The SURVEYFREQ Procedure

Wald Log-Linear Chi-Square Test

If you specify the WLLCHISQ option in the TABLES statement, PROC SURVEYFREQ computes a Wald test for independence based on the log odds ratios. For more information about Wald tests, see the section Wald Chi-Square Test.

For a two-way table of R rows and C columns, the Wald log-linear test is based on the (R – 1)(C – 1)-dimensional array of elements $\widehat{Y}_{rc}$ ,

$\widehat{Y}_{rc} = \log \widehat{N}_{rc} ~ - ~ \log \widehat{N}_{rC} ~ - ~ \log \widehat{N}_{Rc} ~ + ~ \log \widehat{N}_{RC}$

where $\widehat{N}_{rc}$ is the estimated total for table cell (r, c). The null hypothesis of independence between the row and column variables can be expressed as $H_0\colon Y_{rc} = 0$ for all $r = 1, \ldots (R-1)$ and $c=1, \ldots (C-1)$ . This null hypothesis can be stated equivalently in terms of cell proportions.

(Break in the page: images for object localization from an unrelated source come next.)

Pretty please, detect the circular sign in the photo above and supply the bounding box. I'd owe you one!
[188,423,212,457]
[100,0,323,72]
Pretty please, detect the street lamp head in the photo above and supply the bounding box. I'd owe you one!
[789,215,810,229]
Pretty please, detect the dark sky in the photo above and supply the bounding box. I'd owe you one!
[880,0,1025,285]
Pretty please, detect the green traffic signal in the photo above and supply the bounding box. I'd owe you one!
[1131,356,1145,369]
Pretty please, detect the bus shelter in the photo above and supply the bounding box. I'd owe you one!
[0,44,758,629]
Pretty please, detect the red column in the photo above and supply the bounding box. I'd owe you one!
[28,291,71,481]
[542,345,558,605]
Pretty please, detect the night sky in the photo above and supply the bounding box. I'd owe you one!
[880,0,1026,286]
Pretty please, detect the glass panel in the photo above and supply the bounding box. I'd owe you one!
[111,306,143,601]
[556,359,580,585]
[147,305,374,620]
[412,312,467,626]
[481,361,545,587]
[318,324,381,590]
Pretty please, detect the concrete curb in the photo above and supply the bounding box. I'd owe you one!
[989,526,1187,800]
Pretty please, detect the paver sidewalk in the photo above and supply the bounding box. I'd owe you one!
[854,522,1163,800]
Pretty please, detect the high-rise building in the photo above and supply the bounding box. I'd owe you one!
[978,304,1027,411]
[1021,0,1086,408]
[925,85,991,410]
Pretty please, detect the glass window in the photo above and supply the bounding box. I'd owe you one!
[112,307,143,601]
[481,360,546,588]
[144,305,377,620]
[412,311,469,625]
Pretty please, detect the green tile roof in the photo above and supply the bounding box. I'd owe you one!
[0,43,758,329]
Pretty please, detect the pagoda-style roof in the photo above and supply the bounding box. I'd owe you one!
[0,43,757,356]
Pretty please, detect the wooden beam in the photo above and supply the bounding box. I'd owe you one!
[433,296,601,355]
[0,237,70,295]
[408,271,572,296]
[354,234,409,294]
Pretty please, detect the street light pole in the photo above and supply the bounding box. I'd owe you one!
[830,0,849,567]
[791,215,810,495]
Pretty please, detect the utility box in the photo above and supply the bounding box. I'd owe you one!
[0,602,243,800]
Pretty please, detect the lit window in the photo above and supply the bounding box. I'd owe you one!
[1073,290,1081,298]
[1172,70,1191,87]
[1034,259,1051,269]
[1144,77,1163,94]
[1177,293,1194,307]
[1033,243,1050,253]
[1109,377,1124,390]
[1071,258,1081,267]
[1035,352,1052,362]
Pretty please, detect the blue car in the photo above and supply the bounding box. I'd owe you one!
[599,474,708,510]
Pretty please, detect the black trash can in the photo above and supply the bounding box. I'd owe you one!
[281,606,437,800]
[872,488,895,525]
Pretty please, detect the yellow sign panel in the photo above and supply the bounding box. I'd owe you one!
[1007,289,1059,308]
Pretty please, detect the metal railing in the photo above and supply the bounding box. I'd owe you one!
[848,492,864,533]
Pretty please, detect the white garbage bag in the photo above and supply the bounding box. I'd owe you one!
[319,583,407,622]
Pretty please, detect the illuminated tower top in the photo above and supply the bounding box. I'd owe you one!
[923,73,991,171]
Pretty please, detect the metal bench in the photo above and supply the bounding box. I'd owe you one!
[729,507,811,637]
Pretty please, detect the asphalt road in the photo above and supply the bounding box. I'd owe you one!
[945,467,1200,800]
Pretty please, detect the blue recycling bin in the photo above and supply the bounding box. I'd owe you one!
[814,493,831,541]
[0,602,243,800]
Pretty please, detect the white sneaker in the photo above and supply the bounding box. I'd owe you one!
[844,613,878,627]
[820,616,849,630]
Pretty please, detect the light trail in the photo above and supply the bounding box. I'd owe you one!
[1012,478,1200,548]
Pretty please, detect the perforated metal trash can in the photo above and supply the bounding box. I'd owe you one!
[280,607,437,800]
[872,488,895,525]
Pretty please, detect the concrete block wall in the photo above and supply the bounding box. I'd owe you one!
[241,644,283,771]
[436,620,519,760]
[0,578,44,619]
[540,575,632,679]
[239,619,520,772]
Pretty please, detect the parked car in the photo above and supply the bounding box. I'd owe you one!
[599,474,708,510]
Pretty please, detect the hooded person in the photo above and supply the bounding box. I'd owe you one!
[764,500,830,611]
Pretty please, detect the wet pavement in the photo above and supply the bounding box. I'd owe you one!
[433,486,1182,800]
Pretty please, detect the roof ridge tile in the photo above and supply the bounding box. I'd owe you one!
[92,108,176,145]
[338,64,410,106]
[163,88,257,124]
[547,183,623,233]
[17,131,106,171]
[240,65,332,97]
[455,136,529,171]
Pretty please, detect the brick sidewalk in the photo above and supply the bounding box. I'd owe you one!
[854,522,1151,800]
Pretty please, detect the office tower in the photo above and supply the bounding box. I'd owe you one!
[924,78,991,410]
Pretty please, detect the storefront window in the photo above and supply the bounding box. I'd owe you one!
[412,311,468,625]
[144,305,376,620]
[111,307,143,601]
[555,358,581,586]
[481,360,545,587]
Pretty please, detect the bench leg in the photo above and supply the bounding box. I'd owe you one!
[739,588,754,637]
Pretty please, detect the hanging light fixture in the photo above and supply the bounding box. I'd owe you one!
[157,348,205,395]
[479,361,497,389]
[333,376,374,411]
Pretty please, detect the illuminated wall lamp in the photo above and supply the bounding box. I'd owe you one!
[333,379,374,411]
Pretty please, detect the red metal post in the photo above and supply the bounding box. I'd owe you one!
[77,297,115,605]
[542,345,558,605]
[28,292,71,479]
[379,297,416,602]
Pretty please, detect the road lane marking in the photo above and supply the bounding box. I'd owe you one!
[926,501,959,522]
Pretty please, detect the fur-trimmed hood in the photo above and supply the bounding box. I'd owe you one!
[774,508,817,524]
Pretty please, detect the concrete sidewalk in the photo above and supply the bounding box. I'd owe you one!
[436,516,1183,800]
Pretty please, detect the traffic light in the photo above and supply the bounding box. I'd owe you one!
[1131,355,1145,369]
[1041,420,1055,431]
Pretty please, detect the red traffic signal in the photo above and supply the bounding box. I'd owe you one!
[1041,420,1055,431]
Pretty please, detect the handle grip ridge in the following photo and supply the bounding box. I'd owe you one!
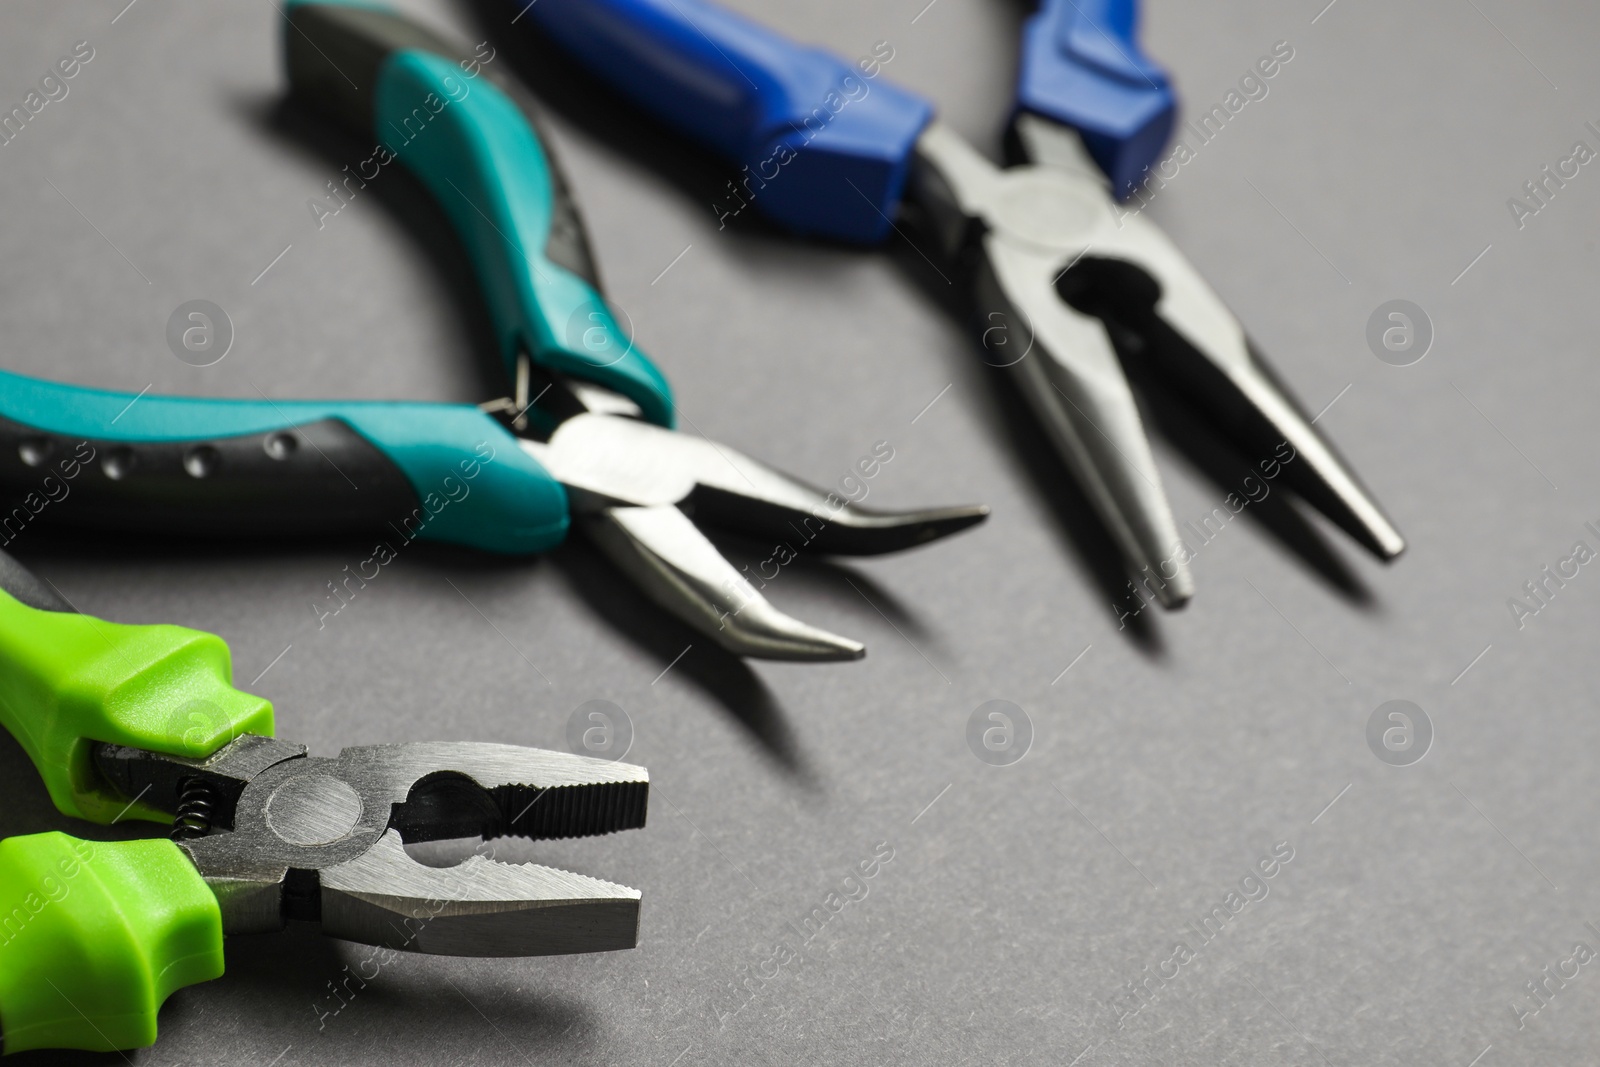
[0,833,223,1054]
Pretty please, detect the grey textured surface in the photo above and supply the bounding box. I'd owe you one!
[0,1,1595,1064]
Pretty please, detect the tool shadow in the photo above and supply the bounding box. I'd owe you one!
[242,93,509,404]
[463,7,1166,647]
[461,1,1383,629]
[230,95,817,775]
[1115,323,1378,608]
[551,533,818,783]
[893,236,1377,614]
[457,4,1157,650]
[0,728,150,845]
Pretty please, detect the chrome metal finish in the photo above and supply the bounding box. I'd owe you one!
[521,405,987,660]
[149,736,649,958]
[911,115,1405,605]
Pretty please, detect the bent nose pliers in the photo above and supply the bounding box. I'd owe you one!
[519,0,1406,608]
[0,548,648,1054]
[0,1,986,661]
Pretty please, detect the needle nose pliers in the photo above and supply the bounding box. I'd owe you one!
[0,547,648,1054]
[0,1,986,661]
[520,0,1407,608]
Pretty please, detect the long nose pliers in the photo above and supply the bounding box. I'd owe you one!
[519,0,1407,608]
[0,547,648,1054]
[0,1,986,661]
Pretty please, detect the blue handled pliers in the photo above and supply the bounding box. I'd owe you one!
[520,0,1406,608]
[0,1,987,661]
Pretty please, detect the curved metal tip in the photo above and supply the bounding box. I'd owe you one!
[583,504,867,662]
[769,500,990,556]
[1353,512,1406,562]
[712,598,866,661]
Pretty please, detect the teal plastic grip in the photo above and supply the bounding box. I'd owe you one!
[0,369,569,555]
[0,834,224,1053]
[375,52,674,427]
[282,2,675,426]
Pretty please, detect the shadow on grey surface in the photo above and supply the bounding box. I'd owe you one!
[218,922,600,1051]
[460,4,1170,650]
[3,528,543,588]
[459,1,1390,633]
[1060,263,1380,609]
[0,727,151,844]
[705,531,938,644]
[551,533,815,784]
[1126,345,1377,608]
[6,921,600,1064]
[885,221,1170,655]
[238,91,512,404]
[896,224,1380,620]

The generalized Wald log-linear chi-square statistic is computed as

$Q_\mi {L} = \widehat{\mb{Y}}’ ~ \widehat{\mb{V}}(\widehat{\mb{Y}})^{-1} ~ \widehat{\mb{Y}}$

where $\widehat{\mb{Y}}$ is the (R – 1)(C – 1)-dimensional array of the $\widehat{Y}_{rc}$ , and $\widehat{\mb{V}}(\widehat{\mb{Y}})$ estimates the variance of $\widehat{\mb{Y}}$ ,

$\widehat{\mb{V}}(\widehat{\mb{Y}}) = \mb{A} ~ \mb{D}^{-1} ~ \widehat{V}(\widehat{\mb{N}}) ~ \mb{D}^{-1} ~ \mb{A}’$

where $\widehat{\mb{V}}(\widehat{\mb{N}})$ is the covariance matrix of the estimates $\widehat{N}_{rc}$ , which is computed as described in the section Covariances of Frequency Estimates. $\mb{D}$ is a diagonal matrix with the estimated totals $\widehat{N}_{rc}$ on the diagonal, and $\mb{A}$ is the $(R-1)(C-1)$ by $RC \times RC$ linear contrast matrix.

Under the null hypothesis of independence, the statistic $Q_\mi {L}$ approximately follows a chi-square distribution with (R – 1)(C – 1) degrees of freedom for large samples.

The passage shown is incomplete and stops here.